Kayahan Vefatının 10. Yılında Şarkılarıyla Anıldı…

Müziğimize unutulmaz eserler kazandıran Kayahan’ın vefatının 10. yılına özel kızı Beste Açar’in öncülüğünde, ve Kültür ve Turizm Bakanlığı’nın destekleriyle düzenlenen “Kayahan 10. Yıl Anma Konseri”, Atatürk Kültür Merkezi’nde (AKM) gerçekleşti.

 

10 ölüm yıldönümünde gerçekleşen bu özel konserde, Kayahan’ın kızı Beste Açar, Oğuzhan Koç, Murat Dalkılıç, Ferhat Göçer, Elif Buse Doğan, Mehmet Erdem, Yonca Lodi, Gökhan Tepe, Keremcem, Erdinç Erişmiş, Yılmaz Taner, Cengiz İmren, Pınar Çubukçu, Cem Belevi Kayahan’ın unutulmaz eserlerini yorumladı.
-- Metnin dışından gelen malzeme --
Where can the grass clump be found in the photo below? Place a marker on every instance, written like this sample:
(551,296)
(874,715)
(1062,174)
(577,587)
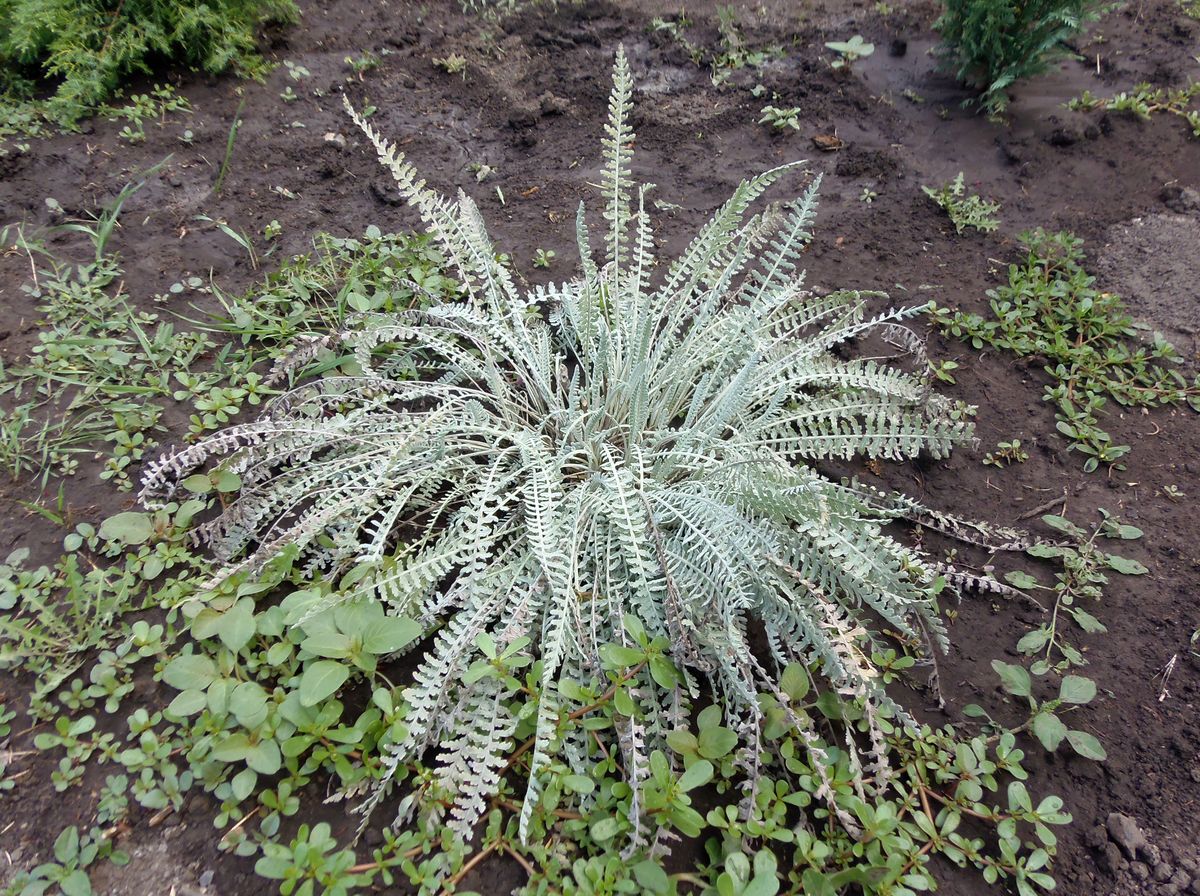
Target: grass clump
(1051,308)
(989,44)
(85,48)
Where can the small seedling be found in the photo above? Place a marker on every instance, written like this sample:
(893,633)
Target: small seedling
(943,371)
(453,64)
(1146,101)
(849,52)
(297,72)
(363,64)
(1007,452)
(780,119)
(965,210)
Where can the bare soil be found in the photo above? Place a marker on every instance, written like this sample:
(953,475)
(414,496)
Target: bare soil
(529,106)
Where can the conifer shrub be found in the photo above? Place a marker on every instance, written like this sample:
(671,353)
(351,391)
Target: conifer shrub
(989,44)
(84,48)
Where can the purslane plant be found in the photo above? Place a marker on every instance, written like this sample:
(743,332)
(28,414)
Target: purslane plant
(630,453)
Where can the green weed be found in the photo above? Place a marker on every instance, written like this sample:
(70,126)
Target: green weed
(965,209)
(1051,308)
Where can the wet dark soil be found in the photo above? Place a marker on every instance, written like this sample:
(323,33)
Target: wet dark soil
(529,106)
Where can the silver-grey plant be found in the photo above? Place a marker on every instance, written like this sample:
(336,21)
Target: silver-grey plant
(635,443)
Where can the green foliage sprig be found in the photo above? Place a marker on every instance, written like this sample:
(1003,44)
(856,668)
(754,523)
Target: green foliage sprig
(88,47)
(1145,101)
(1051,308)
(965,209)
(989,44)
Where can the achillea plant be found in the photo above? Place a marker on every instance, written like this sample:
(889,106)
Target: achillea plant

Efsane besteci ve yorumcu Kayahan’ın ‘En Güzel Beste’m’ dediği büyük kızı Beste Açar, babasının bestelerini de seslendirdi. En büyük hayalinin babası için böyle bir anma konseri gerçekleştirmek olduğunu söyleyen Beste Açar, bu hayalini gerçekleştirmek için destek olan Kültür ve Turizm Bakanlığı’na ve emeği geçen herkese teşekkür etti.

KAYAHAN’IN HAYATINI ANLATAN KISA BELGESEL GECEDE İZLEYİCİYLE BULUŞTU

Usta sanatçının hayatına dair görüntüler, arşiv kayıtları ve dostlarının anlatımlarıyla hazırlanan kısa belgesel, gecede izleyiciyle buluştu. Kayahan’ın müziğe duyduğu derin bağlılık, ekranlara yansıyan karelerde bir kez daha gözler önüne serildi.

BESTE AÇAR, “E BEBEĞİM E” ŞARKISININ HİKÂYESİNİ ANLATIRKEN DUYGUSAL ANLAR YAŞADI!

Usta sanatçı Kayahan Açar’ın kızı Beste Açar, anma gecesinde babasının kendisi için yazdığı “E Bebeğim E” adlı şarkının hikâyesini anlattı. “Bu şarkı, bir bayram sabahı, benim uykumda olduğum anlarda yazılmış. Babam, kırmızı pabuçlarımla uyurken bana  bakarak kalemini eline almış ve içinden geçenleri notalara dökmüş. Babam bu şarkısının tüm şarkılarının içinde sözü ve bestesi aynı anda yapılan tek eseri olduğunu söylerdi. Bu sözleri, ‘Kırmızı pabuçları / Duruyor başucunda / Başı düşmüş yastığa / Uyuyor mışıl mışıl…’ dinledikçe gözlerim doluyor,” dedi.

“YOLU SEVGİDEN GEÇEN HERKESLE BİR GÜN BİR YERDE BULUŞURUZ…”

Kayahan, “Yolu sevgiden geçen herkesle bir gün bir yerde buluşuruz…” sözleriyle hayatını özetlemişti. Türk pop müziğinin yalnızca sesi değil; aynı zamanda duygusu, vicdanı ve hafızasıydı. Vefatının üzerinden yıllar geçse de, eserleri hâlâ dillerde ve gönüllerde yaşamaya devam ediyor.